Lande trat hinter ihm in die Einzelzelle ein. Es war ein gewölbtes Zimmer, so klein, feucht und dumpf, daß einem der Gedanke, hier wohne ein ausgewachsener Mensch und nicht etwa ein kleines verjagtes Tierchen, sehr sonderbar vorkam.
Tkatschow überlegte eine Weile, zog die Augenbrauen zusammen und schob dann Lande einen Schemel hin.
„Setzen Sie sich bitte ...“ sagte er mit unbestimmbarem Ausdruck.
Lande ließ sich nieder und sah Tkatschow weich an.
„Was wünschen Sie von mir?“ fragte Tkatschow, während er unter diesem Blick unruhig die Augenbrauen zusammenzog.
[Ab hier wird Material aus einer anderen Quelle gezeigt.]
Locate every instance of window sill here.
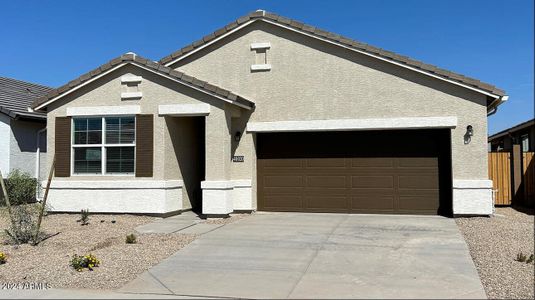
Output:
[251,64,271,71]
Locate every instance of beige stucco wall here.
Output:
[47,65,228,198]
[172,22,487,185]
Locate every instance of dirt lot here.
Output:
[456,207,535,299]
[0,212,196,289]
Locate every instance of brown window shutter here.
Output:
[136,115,154,177]
[54,117,72,177]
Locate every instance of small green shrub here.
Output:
[5,204,44,245]
[70,254,100,272]
[126,233,137,244]
[0,169,37,206]
[515,252,528,262]
[78,209,89,226]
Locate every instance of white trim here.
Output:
[251,64,271,71]
[33,62,128,111]
[201,180,234,190]
[121,75,143,83]
[67,105,141,117]
[251,42,271,50]
[158,103,210,116]
[34,61,251,111]
[232,179,253,188]
[164,19,500,98]
[247,117,457,132]
[121,92,143,100]
[453,179,492,189]
[47,180,184,190]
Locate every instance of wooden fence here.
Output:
[522,152,535,206]
[489,152,513,205]
[489,152,535,206]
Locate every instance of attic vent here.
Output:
[251,43,271,72]
[121,75,143,100]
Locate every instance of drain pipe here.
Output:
[35,127,46,200]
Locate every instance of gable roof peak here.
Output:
[159,9,506,98]
[31,52,255,111]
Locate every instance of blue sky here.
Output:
[0,0,535,133]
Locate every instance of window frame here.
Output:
[520,133,530,152]
[71,115,137,177]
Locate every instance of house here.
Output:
[0,77,52,184]
[489,119,535,152]
[28,10,507,216]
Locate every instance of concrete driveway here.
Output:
[120,213,486,298]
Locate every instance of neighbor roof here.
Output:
[160,10,505,97]
[489,119,535,142]
[0,77,52,119]
[31,52,254,110]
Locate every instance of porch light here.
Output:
[466,125,474,136]
[234,131,241,142]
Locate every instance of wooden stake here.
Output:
[33,155,56,245]
[0,170,15,232]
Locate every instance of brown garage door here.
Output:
[257,130,451,214]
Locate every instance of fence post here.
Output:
[511,144,524,204]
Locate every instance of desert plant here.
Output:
[5,204,44,245]
[126,233,137,244]
[70,254,100,272]
[515,252,527,262]
[78,209,89,226]
[2,169,37,205]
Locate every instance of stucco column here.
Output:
[201,107,234,216]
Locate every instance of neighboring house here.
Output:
[489,119,535,152]
[32,11,507,216]
[0,77,52,184]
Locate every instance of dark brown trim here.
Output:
[136,115,154,177]
[54,117,72,177]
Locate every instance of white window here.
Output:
[71,116,136,175]
[520,134,529,152]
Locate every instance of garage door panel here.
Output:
[264,194,303,211]
[257,130,451,214]
[306,176,347,188]
[305,195,349,213]
[351,195,394,211]
[262,175,303,187]
[351,175,394,189]
[351,157,394,168]
[305,158,346,169]
[398,157,438,169]
[399,195,438,211]
[398,174,438,190]
[262,159,303,170]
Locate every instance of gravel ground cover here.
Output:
[0,213,196,289]
[456,207,535,299]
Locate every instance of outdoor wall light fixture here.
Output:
[234,131,241,142]
[464,125,474,145]
[466,125,474,136]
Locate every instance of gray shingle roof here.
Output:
[0,77,52,119]
[31,53,254,108]
[160,10,505,96]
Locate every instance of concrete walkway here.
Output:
[135,211,223,234]
[119,213,486,298]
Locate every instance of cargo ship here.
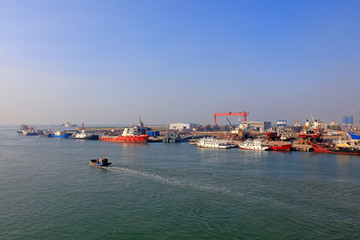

Wenn er es tat, nahm sein Gesicht nicht einen herben, sondern einen bemitleidenswerten Ausdruck an, wie er gekränkten Kindern eigen ist.
„Ich wünsche nichts ...“ erwiderte Lande gutmütig. „Ich habe nur von Ihnen gehört und bin gekommen.“
„Wozu denn aber?“ meinte mißtrauisch Tkatschow.
„So, mir tat es weh, daß Sie so erbittert und unglücklich sind; ich dachte mir nun, daß es Ihnen vielleicht leichter wird, wenn ich zu Ihnen komme ...“
„Mitleid? Brauche ich nicht!“ erwiderte Tkatschow abgerissen und dumpf und wandte sich nach dem Fenster ab, während seine schmutzigen, mageren Finger an die Tischkante drückten.